Today, I reacquainted myself with my oldest camera, a Nikon D90. It’s a good camera, and I haven’t used it for years. I had to make an afternoon run to Krispy Kreme (excuse me, I didn’t HAVE to :), and took the camera with me, thinking I might see something I wanted to shoot. I haven’t used the D90 since I’ve sort of figured out what I’m doing photographically, so I wanted to see if it would be up to the task of some serious shots. I figured it would since a photographer whose work I admire also uses a D90. He’s using the same kind of camera as this one, of course, proves the point that the person behind the camera, the lens, and the processing after the shoot goes a LONG way toward making great images, not so much the camera itself.

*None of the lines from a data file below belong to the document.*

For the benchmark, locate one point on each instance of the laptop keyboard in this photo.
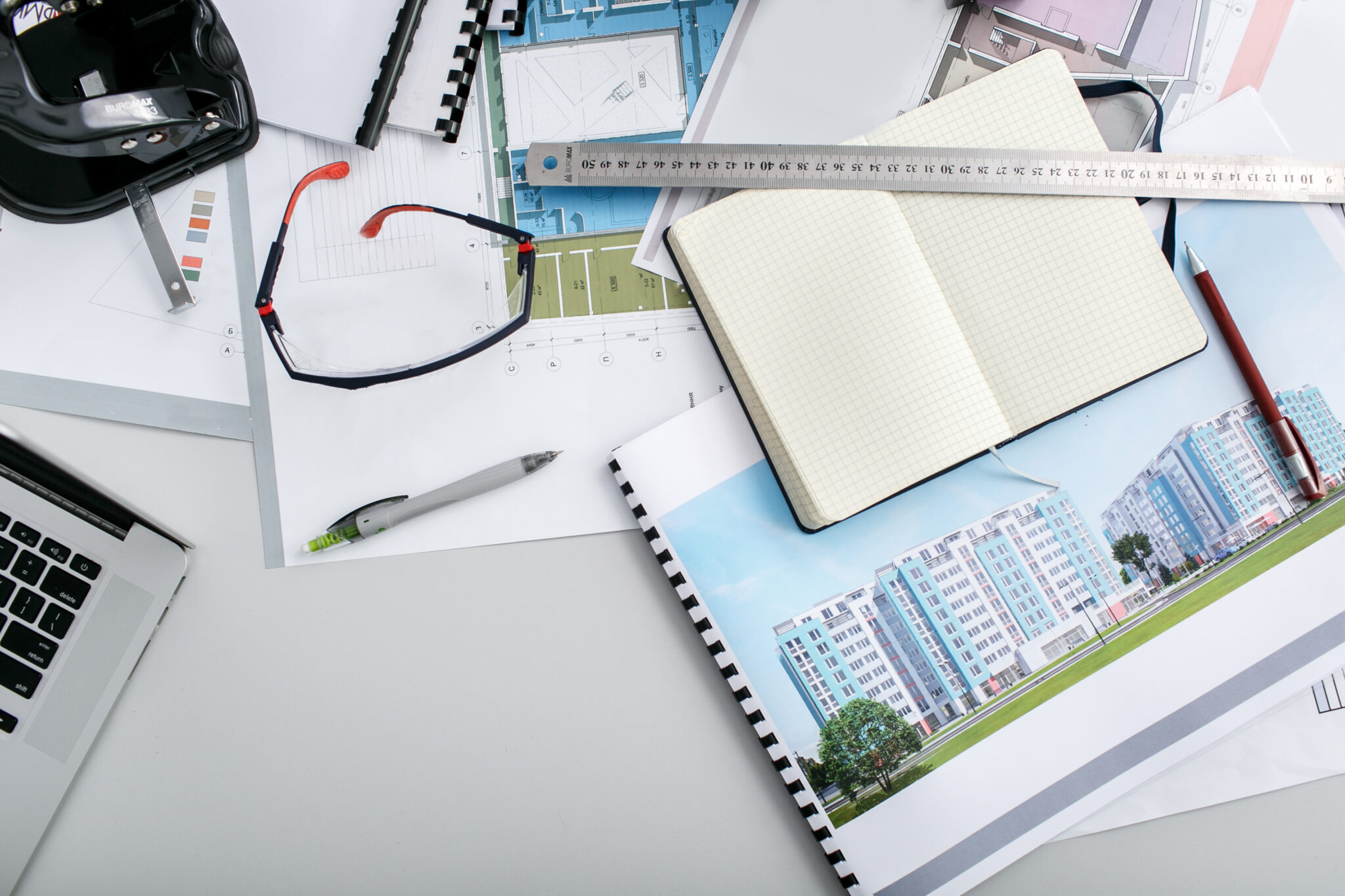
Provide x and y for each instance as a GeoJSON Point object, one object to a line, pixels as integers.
{"type": "Point", "coordinates": [43, 585]}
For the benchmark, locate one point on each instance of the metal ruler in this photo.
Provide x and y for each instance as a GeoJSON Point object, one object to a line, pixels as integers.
{"type": "Point", "coordinates": [937, 169]}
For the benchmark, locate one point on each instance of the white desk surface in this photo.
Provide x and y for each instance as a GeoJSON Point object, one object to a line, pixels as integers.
{"type": "Point", "coordinates": [522, 719]}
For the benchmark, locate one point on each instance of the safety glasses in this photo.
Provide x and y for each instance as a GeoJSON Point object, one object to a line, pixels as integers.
{"type": "Point", "coordinates": [393, 337]}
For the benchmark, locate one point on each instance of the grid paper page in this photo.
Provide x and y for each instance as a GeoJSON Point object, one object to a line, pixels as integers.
{"type": "Point", "coordinates": [1063, 299]}
{"type": "Point", "coordinates": [835, 332]}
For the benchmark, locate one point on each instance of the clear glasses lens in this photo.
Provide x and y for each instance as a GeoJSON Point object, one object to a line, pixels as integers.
{"type": "Point", "coordinates": [350, 332]}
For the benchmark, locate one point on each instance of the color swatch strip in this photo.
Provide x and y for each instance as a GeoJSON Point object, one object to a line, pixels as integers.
{"type": "Point", "coordinates": [198, 230]}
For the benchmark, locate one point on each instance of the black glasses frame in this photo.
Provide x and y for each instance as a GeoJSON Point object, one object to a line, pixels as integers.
{"type": "Point", "coordinates": [271, 320]}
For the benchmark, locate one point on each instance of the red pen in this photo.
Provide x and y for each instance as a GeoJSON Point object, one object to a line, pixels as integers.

I took a route back home that I haven’t travelled in quite a while, and I saw this building that I don’t remember having seen before. The way it was reflecting the breaking storm clouds was stunning! I whipped my car into the parking lot, got close to the base of the building, and starting shooting straight up. I have a 18-135mm lens on the camera, and for a moment was wishing for my 16-36mm so I could get the entire building in the frame. Then I remembered that the reason for shooting at all was to give this camera and lens a chance to show its stuff again, so I quit being regretful. :)
I believe the mirrored glass actually has a blue tint because the sky was not this blue throughout. However, some places were also reflecting with a teal tint, so I’m not sure what the actual color/tint of the glass is. In any case, I think it’s pretty cool how no one pane was exactly like any other… at least as far as the reflections they displayed.